Statistics are not purged.

Short term statistics (5 minute data) are down-sampled to hourly LTS (long term statistics) after your purge_keep_days interval setting.

So after down-sampling that’s 24 x 3 (max, min, avg) LTS data points per entity per day. Not a lot.

.

There is no need for your convoluted purge settings. Leave it at 10 days. The graph above is for this many entities (over 700 sensors):

alarm_control_panel: 1
automation: 303
binary_sensor: 233
button: 163
calendar: 3
camera: 13
climate: 3
conversation: 1
device_tracker: 2
event: 1
fan: 3
group: 1
image: 5
input_boolean: 21
input_datetime: 11
input_number: 34
input_select: 19
light: 58
lock: 11
media_player: 15
number: 100
person: 1
remote: 3
schedule: 7
script: 251
select: 89
sensor: 743  #### <----
stt: 1
sun: 1
switch: 84
tag: 7
todo: 4
tts: 1
update: 93
vacuum: 2
weather: 3
zone: 6

ncd · June 30, 2024, 1:54pm

Thanks Tom. ~~So why doesn’t the short term statistics data change after a purge? As you can see from my screen shots it didn’t budge at all (while the states table was reduced).~~

I’m not 100% convinced I don’t need any customization at all. There are two reason to have at least some form of it (though I admit I’ve gone overboard).

(1) long term statistics do NOT keep track of attributes and also only work for “measurement”. If I want to keep long-term track of binary sensors (eg how many things something happened) or attributes, I’m out of luck
This is a reason to keep the purge policy LONGER than 10 days.

(2) certain sensors are INCREDIBLY chatty and fixing them can be accomplished either by adding them as exclusions and then duplicating them as a “throttled” sensor (there is a platform for that) or pleading with the integration owner to change.
This is a reason to have MUCH shorter collecting intervals (if you want to avoid duplicating with throttling), e.g. 1 day. The reason is I do not want my DB to go over 1.5Gb or so just to keep backups/restores more reasonable (granted I’ve only had to restore once so far).

I can probably live with (2) and but (1) can be a real problem and currently HA doesn’t give us any tools to force a collection frequency at the sensor level like that. The only option is to set the global purge to a larger number of days and then have explicit settings for other settings to be purged earlier.

~~But back to my question, do you know why statistics_short_term wasn’t reduced?~~
EDIT
DOH, I just re-read your answer. You do explain it but I misunderstood the setting you were referring to. This is the global configuration.yaml setting. I see, so nothing will start getting purged until I hit 300 days (which is my global setting).
Thank you.

ncd · June 30, 2024, 1:59pm

Apologies @tom_l , another actual question this time :). What is the integration you are using to display your DB size over time?

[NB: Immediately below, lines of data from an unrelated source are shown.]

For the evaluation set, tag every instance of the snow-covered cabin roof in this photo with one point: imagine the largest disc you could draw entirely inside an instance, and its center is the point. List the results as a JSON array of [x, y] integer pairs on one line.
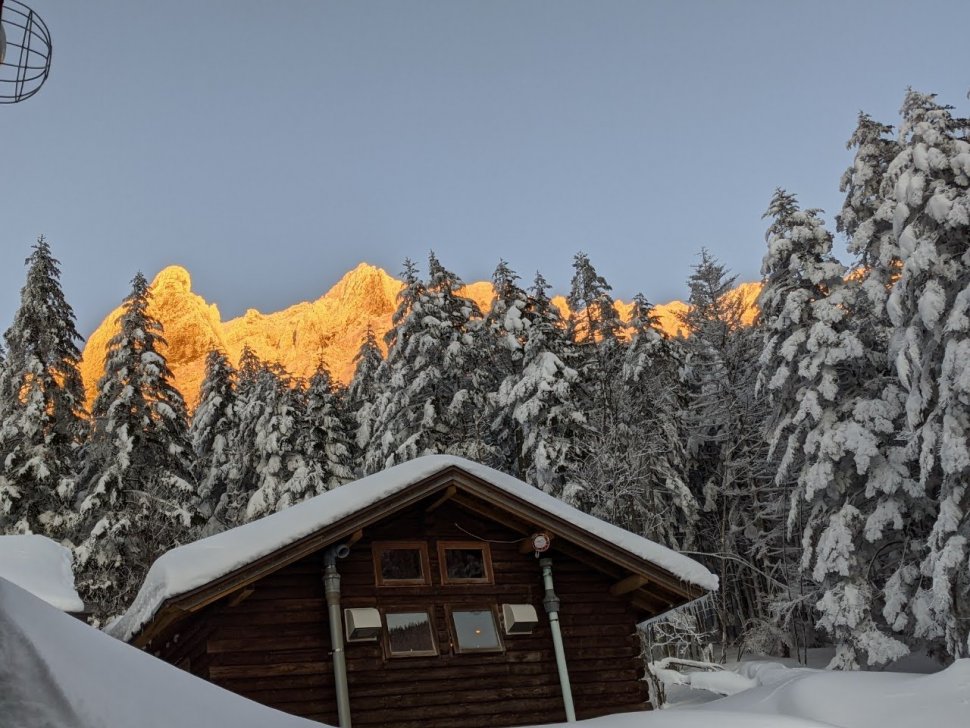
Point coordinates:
[[41, 566], [191, 567], [58, 672]]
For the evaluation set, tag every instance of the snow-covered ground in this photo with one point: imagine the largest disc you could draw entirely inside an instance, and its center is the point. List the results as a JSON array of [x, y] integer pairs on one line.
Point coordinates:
[[57, 672], [42, 567], [187, 567]]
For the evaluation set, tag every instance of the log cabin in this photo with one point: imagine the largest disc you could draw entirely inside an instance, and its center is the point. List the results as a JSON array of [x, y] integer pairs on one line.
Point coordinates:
[[437, 593]]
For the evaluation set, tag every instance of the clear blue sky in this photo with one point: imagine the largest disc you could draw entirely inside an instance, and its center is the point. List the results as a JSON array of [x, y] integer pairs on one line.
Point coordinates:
[[271, 146]]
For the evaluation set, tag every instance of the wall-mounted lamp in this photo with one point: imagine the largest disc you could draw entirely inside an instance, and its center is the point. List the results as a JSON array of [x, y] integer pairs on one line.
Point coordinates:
[[519, 618]]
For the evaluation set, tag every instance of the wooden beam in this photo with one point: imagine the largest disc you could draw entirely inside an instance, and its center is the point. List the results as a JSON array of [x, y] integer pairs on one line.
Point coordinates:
[[442, 499], [625, 586], [241, 596]]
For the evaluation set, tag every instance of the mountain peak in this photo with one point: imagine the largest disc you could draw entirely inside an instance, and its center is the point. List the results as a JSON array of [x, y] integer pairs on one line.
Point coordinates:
[[173, 277]]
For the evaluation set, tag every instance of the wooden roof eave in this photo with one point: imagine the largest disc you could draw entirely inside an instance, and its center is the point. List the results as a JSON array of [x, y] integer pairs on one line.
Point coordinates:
[[177, 608]]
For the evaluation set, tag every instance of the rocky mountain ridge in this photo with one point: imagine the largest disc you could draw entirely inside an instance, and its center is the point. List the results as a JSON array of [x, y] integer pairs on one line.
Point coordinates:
[[330, 328]]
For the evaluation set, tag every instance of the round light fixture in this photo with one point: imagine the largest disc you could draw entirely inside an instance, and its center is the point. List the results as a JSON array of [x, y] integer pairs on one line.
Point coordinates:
[[541, 542]]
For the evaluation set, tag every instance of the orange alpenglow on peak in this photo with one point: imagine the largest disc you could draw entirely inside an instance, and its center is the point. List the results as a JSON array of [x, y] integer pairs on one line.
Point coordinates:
[[330, 328]]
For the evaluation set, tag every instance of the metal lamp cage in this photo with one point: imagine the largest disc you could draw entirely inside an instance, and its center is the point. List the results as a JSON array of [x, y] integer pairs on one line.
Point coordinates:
[[25, 52]]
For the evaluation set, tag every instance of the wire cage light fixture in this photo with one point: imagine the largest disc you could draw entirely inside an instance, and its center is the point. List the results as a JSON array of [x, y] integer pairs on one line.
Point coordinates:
[[25, 52]]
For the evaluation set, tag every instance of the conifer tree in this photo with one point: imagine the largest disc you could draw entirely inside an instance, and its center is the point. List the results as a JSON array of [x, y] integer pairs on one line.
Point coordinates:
[[42, 414], [213, 424], [362, 394], [928, 184], [727, 459], [504, 342], [325, 438], [432, 400], [816, 368], [281, 475], [594, 325], [138, 500], [639, 465], [544, 400]]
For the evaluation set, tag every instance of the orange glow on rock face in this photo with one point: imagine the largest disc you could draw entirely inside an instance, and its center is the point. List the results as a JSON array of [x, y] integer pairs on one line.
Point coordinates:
[[330, 328]]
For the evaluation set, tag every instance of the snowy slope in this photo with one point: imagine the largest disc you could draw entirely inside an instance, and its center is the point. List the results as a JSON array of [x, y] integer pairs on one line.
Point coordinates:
[[57, 672], [42, 567], [691, 719], [855, 699], [193, 565]]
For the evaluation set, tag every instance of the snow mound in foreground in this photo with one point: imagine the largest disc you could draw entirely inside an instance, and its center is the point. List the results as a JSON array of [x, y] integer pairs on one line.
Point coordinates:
[[57, 672], [187, 567], [42, 567], [854, 699], [691, 719]]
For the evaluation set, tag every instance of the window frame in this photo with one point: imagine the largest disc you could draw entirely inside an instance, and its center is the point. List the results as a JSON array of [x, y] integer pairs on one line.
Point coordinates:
[[379, 547], [450, 609], [386, 633], [482, 546]]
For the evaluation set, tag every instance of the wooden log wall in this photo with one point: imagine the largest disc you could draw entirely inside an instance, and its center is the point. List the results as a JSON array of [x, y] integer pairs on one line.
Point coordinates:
[[274, 647]]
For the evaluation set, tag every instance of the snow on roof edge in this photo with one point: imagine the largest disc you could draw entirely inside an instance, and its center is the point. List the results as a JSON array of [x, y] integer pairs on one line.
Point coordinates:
[[191, 566]]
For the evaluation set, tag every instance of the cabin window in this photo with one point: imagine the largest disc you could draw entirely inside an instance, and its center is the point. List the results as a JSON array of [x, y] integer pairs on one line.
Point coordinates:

tom_l · June 30, 2024, 8:51pm

System monitor for the sensor. InfluxDB for the long term data (2 years). Grafana for the graph.

You should not keep more than 30 days or so of state data in the Recorder database or you may suffer performance issues. For long term data use a time series database like InfluxDB or VictoriaMetrics.

ncd · June 30, 2024, 11:22pm

Do you need an external API key / cloud connection for graphana to plot/graph sensor data?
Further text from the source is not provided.